Aurore n'en croyait pas ses oreilles, elle m'a dit un compliment… on avance. Alors que la brunette ne s'en était même pas aperçue. Ils descendirent tous les quatre et en arrivant à la grille de sortie, un spectacle des plus déplaisant les attendait. Tous les élèves de la classe faisaient face aux élèves du B.T.S avec qui avait eu lieu l'interaction. En la voyant s'approcher Aldo freina ces amis.
" La voilà, la peste que je cherchais, Célia c'est toi contre moi. Viens, je t'attends ma belle. On va voir si tu es toujours la meilleure. Si tu gagnes, je fiche la paix à tes potes, mais si tu perds, tu devras me laisser tranquille si je vais emmerder ces petits cons. Marché conclu ? "
Aldo la connaissait bien, il savait bien qu'elle ne pourrait pas se défiler, sa fierté allait en prendre un coup. Surtout devant ses compères. Elle eut un sourire carnassier, et accepta le défi. Personne ne savait de quoi il s'agissait, et ils pensèrent tous qu'ils allaient en venir aux mains. Comment cette fille d'un mètre soixante à peine pouvait battre un gaillard d'un mètre soixante douze ! Ils furent tous rassurés quand ils prirent la peine d'expliquer le but du challenge.
" Voilà c'est simple il s'agit d'un ni oui ni non. "

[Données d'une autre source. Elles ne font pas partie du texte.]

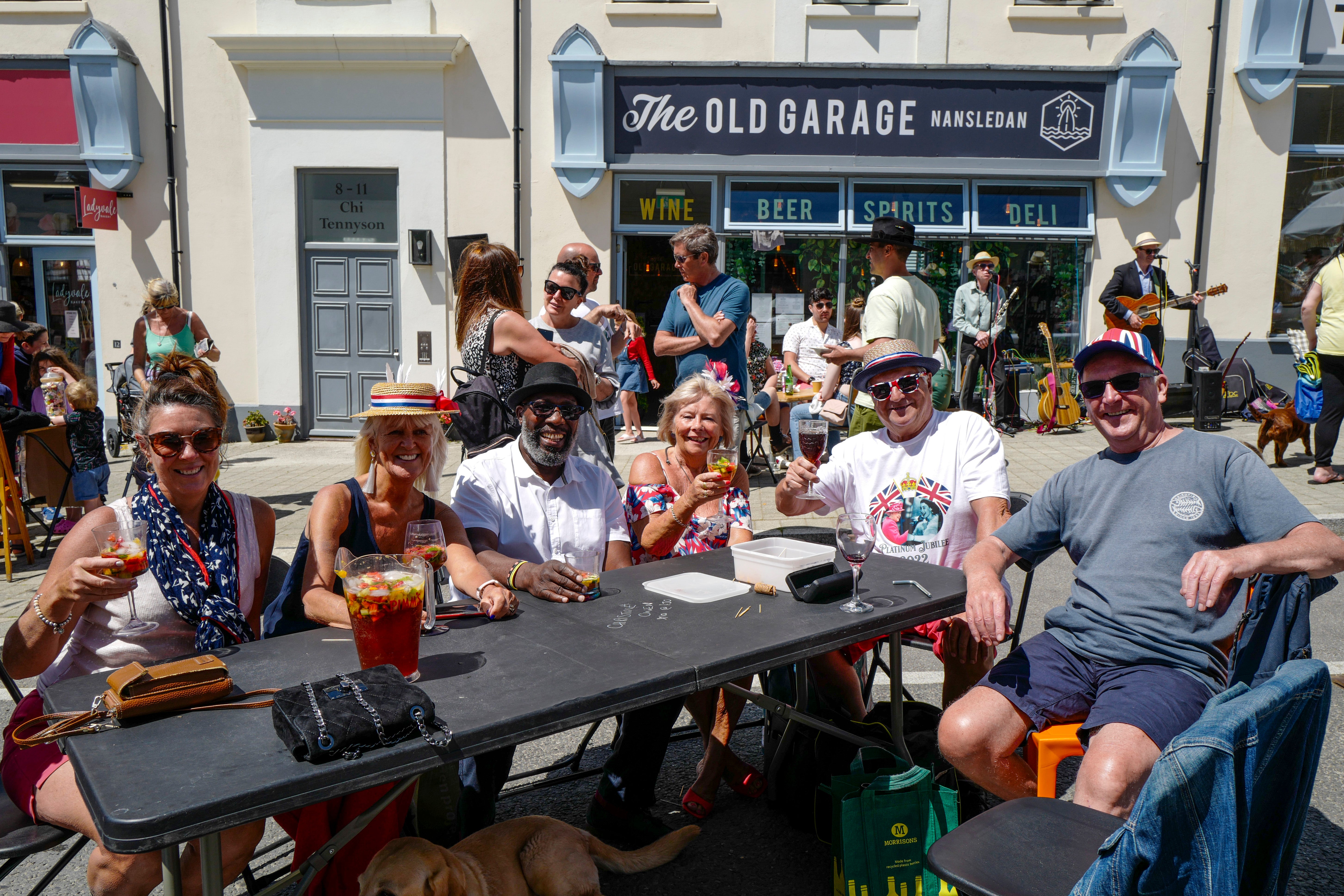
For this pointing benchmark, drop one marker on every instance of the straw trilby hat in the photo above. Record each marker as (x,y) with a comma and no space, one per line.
(401,400)
(983,257)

Le but était de tenir deux minutes aux questions de l'adversaire sans dire ni oui ni non, ou réciproque. Célia commença par poser les questions. Elle lui prit la tête avec des questions tellement simple que c'était très facile pour Aldo de ne pas dire les mots tabous. Quand soudain à quelques secondes de la fin elle sortit son joker :
" tu viens de dire non la "
L'autre étant habitué à des questions simples, ne prit même pas le temps de réfléchir et lui lança d'un ton dédaigneux :
" Non j'ai pas dit non "
ce fut que trop tard qu'il s'aperçut qu'il avait été berné en une minute et quarante secondes. Le temps avait son importance en cas d'égalité en nombre, il ne pouvait pas y avoir égalité en temps. Elle avait un poids lourd sur ses épaules, il fallait défendre son honneur et celui de sa classe. Elle ne pouvait pas perdre. Elle prit une longue inspiration et elle prit la place de l'autre. Il prit une autre technique, préférant attaquer de front en tendant des pièges à tout va, plutôt qu'user de la ruse. Le seul problème est qu'avec cette méthode l'opposant était toujours sur ses gardes. Elle se sentait de plus en plus perturbée par tous ces regards posés sur elle, quand surpassant tous les autres elle capta le bleu intense des yeux d'Aurore. Elle se sentit plus sereine et repris l'interrogatoire avec plus d'aplomb. Au bout de deux minutes tous les autres se mirent autour d'elle pour la félicité. Sous l'œil amusé des profs qui les observaient de la fenêtre. Ils avaient réussi à faire preuve de solidarité. Un esprit de camaraderie flottait sur cette nouvelle classe.